Na temporada 2006/07, posterior à Copa, o romanista não só se firmou como homem de referência no ataque – função que vinha desempenhando desde 2005/06, com a chegada de Luciano Spalletti à capital -, como foi Chuteira de Ouro da Europa com 26 gols em 35 partidas. Nas duas temporadas seguintes, os números de atuação e gols caíram (25 j – 14 g; 24 j – 14 g, respectivamente).
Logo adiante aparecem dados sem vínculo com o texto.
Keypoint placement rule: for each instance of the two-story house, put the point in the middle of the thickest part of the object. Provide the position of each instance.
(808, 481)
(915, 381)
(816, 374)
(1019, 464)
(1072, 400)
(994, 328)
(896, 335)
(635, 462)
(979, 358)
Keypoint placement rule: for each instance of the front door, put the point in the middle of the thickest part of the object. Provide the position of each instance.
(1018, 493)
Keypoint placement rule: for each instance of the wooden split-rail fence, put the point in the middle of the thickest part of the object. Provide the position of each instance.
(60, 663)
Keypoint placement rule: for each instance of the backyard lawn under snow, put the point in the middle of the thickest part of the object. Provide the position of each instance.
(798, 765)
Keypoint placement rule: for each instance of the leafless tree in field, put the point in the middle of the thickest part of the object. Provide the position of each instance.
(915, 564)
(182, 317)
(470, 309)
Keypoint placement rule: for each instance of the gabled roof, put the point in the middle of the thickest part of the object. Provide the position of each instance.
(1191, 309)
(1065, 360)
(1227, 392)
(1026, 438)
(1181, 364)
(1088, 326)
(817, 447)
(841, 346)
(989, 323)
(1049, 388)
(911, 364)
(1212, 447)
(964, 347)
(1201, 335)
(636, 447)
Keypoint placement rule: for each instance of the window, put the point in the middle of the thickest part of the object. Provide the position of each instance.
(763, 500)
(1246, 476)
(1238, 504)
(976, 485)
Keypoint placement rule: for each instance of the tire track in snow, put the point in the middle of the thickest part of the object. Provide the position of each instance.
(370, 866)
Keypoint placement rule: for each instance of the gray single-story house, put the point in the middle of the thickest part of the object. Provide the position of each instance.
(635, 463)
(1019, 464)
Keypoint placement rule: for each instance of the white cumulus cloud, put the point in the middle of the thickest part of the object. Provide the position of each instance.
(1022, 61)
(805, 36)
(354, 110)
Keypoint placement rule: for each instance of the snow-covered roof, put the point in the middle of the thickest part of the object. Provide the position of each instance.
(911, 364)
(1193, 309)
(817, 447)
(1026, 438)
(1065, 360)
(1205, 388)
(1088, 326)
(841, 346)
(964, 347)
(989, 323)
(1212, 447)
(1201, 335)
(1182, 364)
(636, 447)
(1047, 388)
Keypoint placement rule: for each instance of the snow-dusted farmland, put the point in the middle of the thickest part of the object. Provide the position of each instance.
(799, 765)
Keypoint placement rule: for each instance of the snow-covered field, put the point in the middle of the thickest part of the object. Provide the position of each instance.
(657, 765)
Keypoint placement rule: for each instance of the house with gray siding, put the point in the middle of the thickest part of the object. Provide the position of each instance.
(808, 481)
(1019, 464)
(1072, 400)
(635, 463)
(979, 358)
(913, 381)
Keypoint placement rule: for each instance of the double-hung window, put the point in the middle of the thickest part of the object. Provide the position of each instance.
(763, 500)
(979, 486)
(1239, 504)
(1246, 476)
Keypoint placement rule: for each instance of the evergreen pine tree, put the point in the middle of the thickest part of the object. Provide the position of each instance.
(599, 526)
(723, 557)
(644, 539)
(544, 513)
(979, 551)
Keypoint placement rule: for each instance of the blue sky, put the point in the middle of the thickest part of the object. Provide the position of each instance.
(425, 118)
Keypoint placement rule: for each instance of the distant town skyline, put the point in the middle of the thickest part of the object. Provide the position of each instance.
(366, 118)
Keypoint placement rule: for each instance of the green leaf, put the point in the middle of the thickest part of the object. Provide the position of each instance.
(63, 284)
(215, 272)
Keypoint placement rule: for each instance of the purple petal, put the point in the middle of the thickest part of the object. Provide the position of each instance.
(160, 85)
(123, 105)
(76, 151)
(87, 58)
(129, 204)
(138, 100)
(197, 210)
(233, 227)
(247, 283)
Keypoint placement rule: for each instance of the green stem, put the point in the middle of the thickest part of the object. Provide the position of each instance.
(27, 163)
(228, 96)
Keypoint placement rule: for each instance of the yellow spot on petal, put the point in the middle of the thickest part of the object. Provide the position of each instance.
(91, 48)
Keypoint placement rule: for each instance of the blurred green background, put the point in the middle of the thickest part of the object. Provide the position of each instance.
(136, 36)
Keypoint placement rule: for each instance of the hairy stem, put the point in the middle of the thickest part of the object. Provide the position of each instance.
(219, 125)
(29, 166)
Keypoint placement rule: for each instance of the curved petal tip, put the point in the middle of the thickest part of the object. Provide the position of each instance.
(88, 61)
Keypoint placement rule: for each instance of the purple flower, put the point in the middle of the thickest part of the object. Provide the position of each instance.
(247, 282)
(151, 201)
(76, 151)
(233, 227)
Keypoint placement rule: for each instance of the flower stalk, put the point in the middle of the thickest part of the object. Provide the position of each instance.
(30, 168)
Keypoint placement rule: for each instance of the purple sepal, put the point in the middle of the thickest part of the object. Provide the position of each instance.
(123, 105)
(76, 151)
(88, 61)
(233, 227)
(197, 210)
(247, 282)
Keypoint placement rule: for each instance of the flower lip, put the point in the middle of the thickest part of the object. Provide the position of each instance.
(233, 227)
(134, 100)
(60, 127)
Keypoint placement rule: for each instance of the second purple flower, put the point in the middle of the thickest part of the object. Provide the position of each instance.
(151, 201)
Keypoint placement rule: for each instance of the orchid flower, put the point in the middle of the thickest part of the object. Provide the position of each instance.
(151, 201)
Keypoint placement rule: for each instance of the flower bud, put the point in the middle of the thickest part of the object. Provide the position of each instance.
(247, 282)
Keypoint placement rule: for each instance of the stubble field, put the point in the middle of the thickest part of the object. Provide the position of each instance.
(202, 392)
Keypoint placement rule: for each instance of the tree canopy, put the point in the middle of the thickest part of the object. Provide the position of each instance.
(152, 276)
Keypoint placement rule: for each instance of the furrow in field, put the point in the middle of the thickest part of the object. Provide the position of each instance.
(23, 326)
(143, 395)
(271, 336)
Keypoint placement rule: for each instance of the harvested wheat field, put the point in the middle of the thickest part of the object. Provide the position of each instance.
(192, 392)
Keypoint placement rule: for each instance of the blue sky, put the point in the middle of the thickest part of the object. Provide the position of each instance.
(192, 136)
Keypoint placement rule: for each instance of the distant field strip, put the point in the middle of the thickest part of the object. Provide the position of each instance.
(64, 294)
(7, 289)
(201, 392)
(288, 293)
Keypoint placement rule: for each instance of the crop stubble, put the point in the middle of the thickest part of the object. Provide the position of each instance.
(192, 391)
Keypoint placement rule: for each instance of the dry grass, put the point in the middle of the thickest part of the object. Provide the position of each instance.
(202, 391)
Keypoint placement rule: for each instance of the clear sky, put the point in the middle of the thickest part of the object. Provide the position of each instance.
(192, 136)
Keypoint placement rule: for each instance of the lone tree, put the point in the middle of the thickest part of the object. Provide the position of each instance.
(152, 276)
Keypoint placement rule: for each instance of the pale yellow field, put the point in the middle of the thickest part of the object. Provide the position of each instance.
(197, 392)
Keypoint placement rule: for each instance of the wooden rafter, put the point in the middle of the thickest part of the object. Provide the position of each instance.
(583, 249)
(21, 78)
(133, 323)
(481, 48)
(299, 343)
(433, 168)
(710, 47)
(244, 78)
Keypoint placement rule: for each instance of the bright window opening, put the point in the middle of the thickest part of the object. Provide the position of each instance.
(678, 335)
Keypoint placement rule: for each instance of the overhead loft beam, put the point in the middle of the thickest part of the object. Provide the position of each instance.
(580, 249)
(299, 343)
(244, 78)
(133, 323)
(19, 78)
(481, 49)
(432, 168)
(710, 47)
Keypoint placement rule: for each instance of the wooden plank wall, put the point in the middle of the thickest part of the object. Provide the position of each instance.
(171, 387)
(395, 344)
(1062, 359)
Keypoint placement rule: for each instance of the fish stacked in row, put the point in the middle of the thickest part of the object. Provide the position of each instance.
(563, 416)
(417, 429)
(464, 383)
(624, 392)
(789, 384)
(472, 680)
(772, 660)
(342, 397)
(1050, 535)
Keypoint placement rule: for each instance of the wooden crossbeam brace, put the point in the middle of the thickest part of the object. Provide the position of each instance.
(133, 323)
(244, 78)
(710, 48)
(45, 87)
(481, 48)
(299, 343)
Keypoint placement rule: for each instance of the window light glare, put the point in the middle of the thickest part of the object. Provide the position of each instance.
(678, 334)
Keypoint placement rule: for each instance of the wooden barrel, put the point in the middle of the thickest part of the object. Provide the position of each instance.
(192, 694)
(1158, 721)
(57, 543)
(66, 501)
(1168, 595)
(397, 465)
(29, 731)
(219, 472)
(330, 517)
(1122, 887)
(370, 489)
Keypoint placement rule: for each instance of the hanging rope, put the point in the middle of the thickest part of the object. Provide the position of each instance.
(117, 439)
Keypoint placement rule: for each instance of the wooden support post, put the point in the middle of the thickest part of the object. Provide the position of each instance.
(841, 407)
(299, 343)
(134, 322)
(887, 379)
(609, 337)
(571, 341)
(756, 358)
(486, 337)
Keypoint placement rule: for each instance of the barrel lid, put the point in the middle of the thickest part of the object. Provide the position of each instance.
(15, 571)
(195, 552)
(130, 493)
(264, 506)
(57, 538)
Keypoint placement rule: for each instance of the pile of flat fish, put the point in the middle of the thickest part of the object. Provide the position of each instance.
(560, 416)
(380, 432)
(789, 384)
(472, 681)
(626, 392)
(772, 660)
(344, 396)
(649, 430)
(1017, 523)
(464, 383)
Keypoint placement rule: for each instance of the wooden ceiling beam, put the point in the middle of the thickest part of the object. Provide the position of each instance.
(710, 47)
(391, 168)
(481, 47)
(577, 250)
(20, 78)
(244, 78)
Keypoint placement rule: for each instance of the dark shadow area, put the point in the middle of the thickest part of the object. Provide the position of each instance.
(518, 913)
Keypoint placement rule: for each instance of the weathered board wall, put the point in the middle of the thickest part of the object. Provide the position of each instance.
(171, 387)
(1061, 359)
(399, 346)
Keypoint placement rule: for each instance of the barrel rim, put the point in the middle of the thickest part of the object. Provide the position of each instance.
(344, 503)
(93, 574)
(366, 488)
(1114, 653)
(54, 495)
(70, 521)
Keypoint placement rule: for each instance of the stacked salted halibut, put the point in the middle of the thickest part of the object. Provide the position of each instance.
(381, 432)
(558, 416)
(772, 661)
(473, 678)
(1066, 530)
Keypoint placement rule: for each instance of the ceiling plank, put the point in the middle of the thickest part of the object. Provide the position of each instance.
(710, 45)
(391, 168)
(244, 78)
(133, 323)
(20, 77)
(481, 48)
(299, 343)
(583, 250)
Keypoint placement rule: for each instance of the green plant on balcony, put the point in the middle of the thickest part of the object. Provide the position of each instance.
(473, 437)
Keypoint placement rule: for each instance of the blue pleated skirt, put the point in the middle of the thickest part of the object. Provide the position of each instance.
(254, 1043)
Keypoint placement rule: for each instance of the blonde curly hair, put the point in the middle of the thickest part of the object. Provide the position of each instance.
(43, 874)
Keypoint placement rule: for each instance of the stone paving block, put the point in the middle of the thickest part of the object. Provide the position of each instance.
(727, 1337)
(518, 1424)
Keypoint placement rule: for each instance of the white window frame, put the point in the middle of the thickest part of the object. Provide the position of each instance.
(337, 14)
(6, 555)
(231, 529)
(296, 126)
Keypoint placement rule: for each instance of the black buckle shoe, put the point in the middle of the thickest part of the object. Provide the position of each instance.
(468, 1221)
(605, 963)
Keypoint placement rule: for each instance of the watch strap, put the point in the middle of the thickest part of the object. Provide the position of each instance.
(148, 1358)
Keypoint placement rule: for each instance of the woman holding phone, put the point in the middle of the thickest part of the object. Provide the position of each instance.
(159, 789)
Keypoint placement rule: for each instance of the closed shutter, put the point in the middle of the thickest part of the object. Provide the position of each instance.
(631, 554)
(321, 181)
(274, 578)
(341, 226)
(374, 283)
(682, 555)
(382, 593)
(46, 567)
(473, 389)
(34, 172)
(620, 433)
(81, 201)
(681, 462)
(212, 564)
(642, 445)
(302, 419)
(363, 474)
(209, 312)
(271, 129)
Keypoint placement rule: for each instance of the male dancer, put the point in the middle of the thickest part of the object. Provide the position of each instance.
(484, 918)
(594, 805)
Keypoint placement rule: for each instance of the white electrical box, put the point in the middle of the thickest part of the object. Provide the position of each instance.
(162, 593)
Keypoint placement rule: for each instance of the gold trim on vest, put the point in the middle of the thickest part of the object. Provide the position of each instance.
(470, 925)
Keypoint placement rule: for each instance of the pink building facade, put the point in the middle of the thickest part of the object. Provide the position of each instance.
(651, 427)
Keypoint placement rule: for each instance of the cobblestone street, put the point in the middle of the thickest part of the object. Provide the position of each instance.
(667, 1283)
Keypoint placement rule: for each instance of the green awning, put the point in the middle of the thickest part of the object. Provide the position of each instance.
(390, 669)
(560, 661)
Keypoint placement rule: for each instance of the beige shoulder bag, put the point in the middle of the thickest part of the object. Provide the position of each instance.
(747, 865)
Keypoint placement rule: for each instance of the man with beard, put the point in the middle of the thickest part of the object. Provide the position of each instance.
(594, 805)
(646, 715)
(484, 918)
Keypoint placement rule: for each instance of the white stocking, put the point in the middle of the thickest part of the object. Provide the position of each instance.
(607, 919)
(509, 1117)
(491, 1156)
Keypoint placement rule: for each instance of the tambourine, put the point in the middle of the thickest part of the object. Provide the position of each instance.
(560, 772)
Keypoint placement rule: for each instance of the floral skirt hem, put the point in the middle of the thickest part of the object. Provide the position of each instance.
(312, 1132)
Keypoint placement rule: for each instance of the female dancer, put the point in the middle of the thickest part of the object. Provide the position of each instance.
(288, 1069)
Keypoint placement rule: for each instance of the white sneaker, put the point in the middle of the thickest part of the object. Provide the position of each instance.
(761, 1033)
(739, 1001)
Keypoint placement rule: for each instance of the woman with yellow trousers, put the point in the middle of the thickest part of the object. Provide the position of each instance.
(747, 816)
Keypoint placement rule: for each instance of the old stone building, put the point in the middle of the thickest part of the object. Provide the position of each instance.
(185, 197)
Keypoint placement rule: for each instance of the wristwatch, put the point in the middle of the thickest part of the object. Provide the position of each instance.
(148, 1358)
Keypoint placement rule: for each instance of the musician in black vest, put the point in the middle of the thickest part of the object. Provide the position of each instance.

Problemas físicos de fato atrapalharam o passado recente do jogador, que, há alguns meses, pela primeira vez em anos, conseguiu realizar uma pré-temporada completa com o clube.

Aparentemente em condições de defender Roma e Itália ao mesmo tempo, adicionando a precariedade técnica dos nomes atuais e a voz do povo – Carlo Mazzone e até Giancarlo Abate, presidente da FIGC se mostraram favoráveis ao retorno do jogador -, é questão de tempo para a notícia fantasiosa do título se tornar realidade.

1 comentário

  • Não sou dos que pensa que clamor popular justifica uma convocação. Até porque se justificasse, não haveria motivo para haver um treinador – o povo faria tudo e pronto.

    Mas neste caso, a Itália precisa de alguém de maior qualidade dentro do time. Pode ser Totti, pode ser Del Piero, pode ser Cassano. Mas sem os três, fica difícil almejar algo – a não ser por grande sorte, daquelas que só um mata-mata de tiro curto como a Copa do Mundo pode proporcionar.